Time For Change

Time For Change

Improving value in the United Kingdom’s National Health Service is an economic necessity, and while the government’s unpopular plan may have been watered down, it may yet serve as a model of what other cash-strapped health systems must do. And where private providers can help, they will be in demand.

Time For Change

When Britain’s coalition government unveiled its ambitious overhaul of the 63-year-old National Health Service, the plan to improve patient care and curb costs was so bold that Sir David Nicholson, the health service’s chief executive, joked, “You could probably see it from space.” The proposal — which called for cutting layers of bureaucracy, giving local consortia of primary care physicians say over treatment decisions and allowing private companies to compete to provide patient services — sparked fervent opposition. Government leaders subsequently made changes to offer reassurance that quality of care remains the chief priority in reforming an institution beloved in the United Kingdom for its historic achievement of providing free, highquality medical treatment to everyone. Yet broad reforms are coming, and pharmaceutical companies and other healthcare businesses that gear up to offer quality services could have a lasting advantage.

The reform plan confronts a reality confounding health planners everywhere: that something must be done about the soaring costs of giving ever more expensive treatments to an aging population that will need more and more care. Since 2000, NHS expenditures have risen 6% annually, and healthcare now accounts for about 17.5% of the U.K. government’s total budget.

Critics, including physicians, patient advocacy groups and healthcare employees, as well as liberal political factions and labor unions, argue that the NHS can’t be deregulated as other industries have been. Many feel — though with no evidence so far — that forcing NHS hospitals to compete with new private facilities could undermine care and increase inequality. What’s more, physician surveys show that most doctors don’t want the responsibility of planning and buying services for patients and don’t think the reforms will improve quality. The proposals are also likely to result in job losses for about 53,000 NHS employees.

Yet change is clearly unavoidable. The nation’s life expectancy, at just about 80 years, is among the world’s highest, and longer lives translate into higher outlays on care. Though international studies often show the NHS as very cost-effective and fair, Britons have above-average mortality rates for some diseases, including cancer, and the United Kingdom has fewer physicians per capita than almost any other Western country. Finally, thanks to budget constraints, the NHS lags behind other health systems in providing access to the latest medical advances.

Blueprint for change

The latest government proposals would promote competition by letting patients and commissioners choose “any qualified provider,” and that will mean opportunities for nongovernmental businesses providing everything from elective inpatient services and mental health treatment to routine primary care. That could benefit private clinics that specialize in treatments such as hip replacements, which specialists are often able to provide at lower cost than an all-purpose NHS hospital could.

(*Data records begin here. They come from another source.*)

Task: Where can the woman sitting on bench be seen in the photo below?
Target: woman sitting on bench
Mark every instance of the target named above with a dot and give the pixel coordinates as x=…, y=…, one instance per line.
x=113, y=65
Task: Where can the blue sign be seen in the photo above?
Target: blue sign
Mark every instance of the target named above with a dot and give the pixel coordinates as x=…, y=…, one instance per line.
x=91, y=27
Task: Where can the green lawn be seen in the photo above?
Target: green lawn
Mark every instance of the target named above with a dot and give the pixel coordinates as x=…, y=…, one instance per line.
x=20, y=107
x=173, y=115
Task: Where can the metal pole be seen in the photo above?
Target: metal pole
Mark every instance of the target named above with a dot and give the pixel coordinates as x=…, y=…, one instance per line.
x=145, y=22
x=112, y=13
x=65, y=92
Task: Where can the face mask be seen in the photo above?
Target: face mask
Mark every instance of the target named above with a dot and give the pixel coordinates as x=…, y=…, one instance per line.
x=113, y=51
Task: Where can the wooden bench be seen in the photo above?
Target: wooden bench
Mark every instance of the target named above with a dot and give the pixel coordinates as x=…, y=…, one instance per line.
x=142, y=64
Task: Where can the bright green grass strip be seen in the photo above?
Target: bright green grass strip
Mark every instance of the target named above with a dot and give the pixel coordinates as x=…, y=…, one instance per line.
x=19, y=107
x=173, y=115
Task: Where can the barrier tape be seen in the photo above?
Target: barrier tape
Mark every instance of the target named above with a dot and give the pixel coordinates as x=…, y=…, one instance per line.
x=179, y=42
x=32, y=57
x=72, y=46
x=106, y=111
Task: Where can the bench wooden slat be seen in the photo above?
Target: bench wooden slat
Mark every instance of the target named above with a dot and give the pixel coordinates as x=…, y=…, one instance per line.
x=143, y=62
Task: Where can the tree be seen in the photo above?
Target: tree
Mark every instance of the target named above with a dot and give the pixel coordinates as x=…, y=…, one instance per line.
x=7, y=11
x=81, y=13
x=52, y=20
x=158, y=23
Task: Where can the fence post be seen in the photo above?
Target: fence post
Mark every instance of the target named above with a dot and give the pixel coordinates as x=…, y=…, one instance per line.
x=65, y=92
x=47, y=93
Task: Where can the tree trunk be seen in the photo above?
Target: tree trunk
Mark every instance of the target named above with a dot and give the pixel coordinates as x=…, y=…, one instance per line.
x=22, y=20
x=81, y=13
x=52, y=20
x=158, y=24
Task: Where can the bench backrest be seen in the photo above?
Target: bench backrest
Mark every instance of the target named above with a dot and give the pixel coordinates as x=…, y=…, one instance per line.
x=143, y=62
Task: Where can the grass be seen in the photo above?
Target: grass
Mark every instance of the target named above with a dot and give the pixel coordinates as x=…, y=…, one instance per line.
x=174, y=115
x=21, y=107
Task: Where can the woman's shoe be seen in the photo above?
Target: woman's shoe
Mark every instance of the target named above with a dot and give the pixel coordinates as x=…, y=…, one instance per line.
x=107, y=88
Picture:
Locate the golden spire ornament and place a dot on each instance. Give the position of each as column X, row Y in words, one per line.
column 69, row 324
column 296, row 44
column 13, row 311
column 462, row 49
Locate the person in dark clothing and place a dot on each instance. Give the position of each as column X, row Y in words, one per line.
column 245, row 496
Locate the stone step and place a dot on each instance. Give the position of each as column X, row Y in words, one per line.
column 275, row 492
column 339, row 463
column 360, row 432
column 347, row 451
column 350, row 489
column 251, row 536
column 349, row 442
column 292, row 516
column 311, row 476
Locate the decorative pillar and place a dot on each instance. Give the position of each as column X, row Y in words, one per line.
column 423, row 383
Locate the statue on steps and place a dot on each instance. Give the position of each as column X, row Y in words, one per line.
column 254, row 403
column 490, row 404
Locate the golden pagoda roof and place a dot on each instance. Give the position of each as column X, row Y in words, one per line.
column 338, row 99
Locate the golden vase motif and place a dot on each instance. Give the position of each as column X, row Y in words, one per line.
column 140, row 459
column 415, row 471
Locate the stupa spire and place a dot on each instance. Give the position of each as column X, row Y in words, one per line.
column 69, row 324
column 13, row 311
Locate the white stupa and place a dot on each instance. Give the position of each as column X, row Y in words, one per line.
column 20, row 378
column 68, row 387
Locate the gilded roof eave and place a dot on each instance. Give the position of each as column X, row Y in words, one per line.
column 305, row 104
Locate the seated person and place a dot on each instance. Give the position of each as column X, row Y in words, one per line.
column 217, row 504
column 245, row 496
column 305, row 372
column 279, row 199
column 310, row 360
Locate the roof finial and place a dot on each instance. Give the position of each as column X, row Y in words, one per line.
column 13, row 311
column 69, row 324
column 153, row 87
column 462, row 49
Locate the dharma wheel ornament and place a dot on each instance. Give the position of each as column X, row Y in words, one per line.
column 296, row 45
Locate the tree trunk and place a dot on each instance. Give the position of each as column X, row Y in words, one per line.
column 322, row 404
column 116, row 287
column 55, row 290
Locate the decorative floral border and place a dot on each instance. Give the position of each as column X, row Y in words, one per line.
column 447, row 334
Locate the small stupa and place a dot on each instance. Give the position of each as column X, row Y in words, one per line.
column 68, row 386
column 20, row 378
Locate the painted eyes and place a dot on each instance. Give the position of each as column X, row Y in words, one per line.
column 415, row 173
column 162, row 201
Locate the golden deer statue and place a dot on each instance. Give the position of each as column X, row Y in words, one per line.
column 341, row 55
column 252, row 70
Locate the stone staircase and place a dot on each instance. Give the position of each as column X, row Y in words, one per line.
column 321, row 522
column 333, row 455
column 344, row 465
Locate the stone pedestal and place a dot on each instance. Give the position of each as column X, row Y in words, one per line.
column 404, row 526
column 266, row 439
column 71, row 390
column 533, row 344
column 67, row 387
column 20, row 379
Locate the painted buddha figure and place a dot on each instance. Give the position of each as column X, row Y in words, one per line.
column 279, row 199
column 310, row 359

Meanwhile, a more austere NHS budget could lengthen waiting lists for some treatments — and increase the demand for private health insurance to pay for care from nongovernment physicians and hospitals.

Thanks to budget constraints, the NHS lags behind other health systems in providing access to the latest medical advances.

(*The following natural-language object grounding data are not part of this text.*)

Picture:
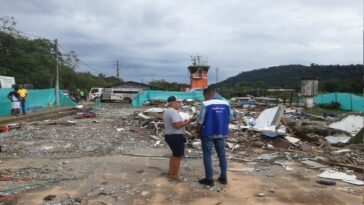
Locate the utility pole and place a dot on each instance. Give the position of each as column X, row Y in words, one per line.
column 217, row 75
column 117, row 69
column 57, row 73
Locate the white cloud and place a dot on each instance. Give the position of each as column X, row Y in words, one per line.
column 157, row 37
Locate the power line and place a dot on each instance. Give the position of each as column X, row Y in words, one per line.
column 84, row 63
column 25, row 11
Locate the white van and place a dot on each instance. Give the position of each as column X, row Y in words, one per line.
column 6, row 81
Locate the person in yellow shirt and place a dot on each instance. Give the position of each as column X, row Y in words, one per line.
column 23, row 93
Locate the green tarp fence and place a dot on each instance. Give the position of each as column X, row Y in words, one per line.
column 147, row 95
column 347, row 101
column 36, row 99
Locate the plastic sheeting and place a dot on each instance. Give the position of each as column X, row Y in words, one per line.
column 347, row 101
column 147, row 95
column 36, row 99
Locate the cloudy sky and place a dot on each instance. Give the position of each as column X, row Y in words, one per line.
column 157, row 37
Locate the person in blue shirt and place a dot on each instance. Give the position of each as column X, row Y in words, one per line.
column 212, row 128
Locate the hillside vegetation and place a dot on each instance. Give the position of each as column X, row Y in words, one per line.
column 332, row 78
column 32, row 61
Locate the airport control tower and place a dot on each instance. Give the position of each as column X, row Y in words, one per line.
column 198, row 73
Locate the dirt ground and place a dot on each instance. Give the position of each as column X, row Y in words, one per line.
column 92, row 162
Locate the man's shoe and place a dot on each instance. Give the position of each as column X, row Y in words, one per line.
column 208, row 182
column 222, row 180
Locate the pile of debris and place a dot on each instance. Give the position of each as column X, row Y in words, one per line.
column 278, row 128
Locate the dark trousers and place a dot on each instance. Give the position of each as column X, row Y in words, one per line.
column 23, row 106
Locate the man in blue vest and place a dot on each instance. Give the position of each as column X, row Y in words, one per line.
column 212, row 128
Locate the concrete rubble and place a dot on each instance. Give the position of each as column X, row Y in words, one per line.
column 269, row 141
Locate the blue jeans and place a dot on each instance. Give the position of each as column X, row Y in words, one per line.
column 219, row 143
column 23, row 106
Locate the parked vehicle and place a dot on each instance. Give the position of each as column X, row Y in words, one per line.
column 7, row 81
column 94, row 92
column 119, row 94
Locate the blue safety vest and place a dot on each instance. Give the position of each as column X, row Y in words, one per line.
column 217, row 118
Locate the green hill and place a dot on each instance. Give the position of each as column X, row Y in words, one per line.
column 340, row 78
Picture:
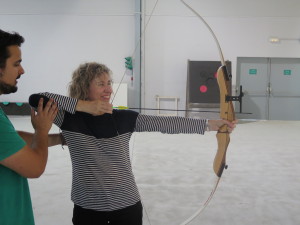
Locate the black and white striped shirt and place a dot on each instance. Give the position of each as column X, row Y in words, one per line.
column 99, row 148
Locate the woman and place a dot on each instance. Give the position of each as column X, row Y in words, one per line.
column 103, row 186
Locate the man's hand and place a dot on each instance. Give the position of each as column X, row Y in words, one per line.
column 42, row 119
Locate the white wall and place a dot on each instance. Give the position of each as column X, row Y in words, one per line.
column 59, row 35
column 175, row 35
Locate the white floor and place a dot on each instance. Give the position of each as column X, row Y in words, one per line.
column 174, row 175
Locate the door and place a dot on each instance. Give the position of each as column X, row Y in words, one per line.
column 270, row 87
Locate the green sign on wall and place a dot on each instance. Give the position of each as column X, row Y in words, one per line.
column 287, row 72
column 252, row 71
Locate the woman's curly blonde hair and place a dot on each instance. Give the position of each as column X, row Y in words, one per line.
column 82, row 77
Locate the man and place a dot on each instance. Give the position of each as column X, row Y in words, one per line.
column 22, row 155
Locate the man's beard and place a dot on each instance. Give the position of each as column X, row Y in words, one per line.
column 7, row 88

Another reform — to replace regional NHS entities that govern how care is provided with consortia of primary care physicians — will generate opportunities. Because the consortia will not only make hospital referrals but also purchase medical services and supplies, they could outsource such things as nonemergency ambulance services as well as administration of the consortia themselves. Suppliers should be prepared to bid for contracts with these new organizations locally.

 

New rules on medicine and innovation

Reforms also would give the primary care consortia power to select medicines for patients, replacing the current regional system for allocating the annual NHS pharmaceutical budget. And while pharmaceutical companies’ earnings from the NHS are capped and firms must submit evidence to justify prices, that system has been faulted for failing to promote innovation — and the NHS contract with drugmakers will expire in 2014. The reform proposal calls for new value-based pricing that will link payments to cost-effectiveness and societal benefit. Pharmaceutical firms will likely have to submit evidence that new treatments are innovative and go beyond what is already available.

How private sector companies and nonprofits respond to the NHS overhaul may lead to innovative business strategies that can be used in other developed markets.

An NHS arm, the National Institute for Health and Clinical Excellence (NI CE), has regulated which drugs and technologies NHS will purchase. To qualify for coverage, a treatment must be proved to cost no more than £30,000 (about $48,000) per “quality adjusted” year of life that it saves — a criterion that led NI CE to turn down several costly cancer drugs. Now NI CE will no longer be the sole arbiter, and physicians will have discretion to prescribe based on a patient’s clinical needs, though the local consortia will have a say. For pharmaceutical companies, targeting at this level will require an adjustment in strategies.

Impact beyond the United Kingdom

Many other governments are watching the United Kingdom closely for clues about how to handle exploding costs. How private sector companies and nonprofits respond to the NHS overhaul may also lead to innovative business strategies they can employ across other developed markets as they search for the right formula to blend public and private approaches to healthcare.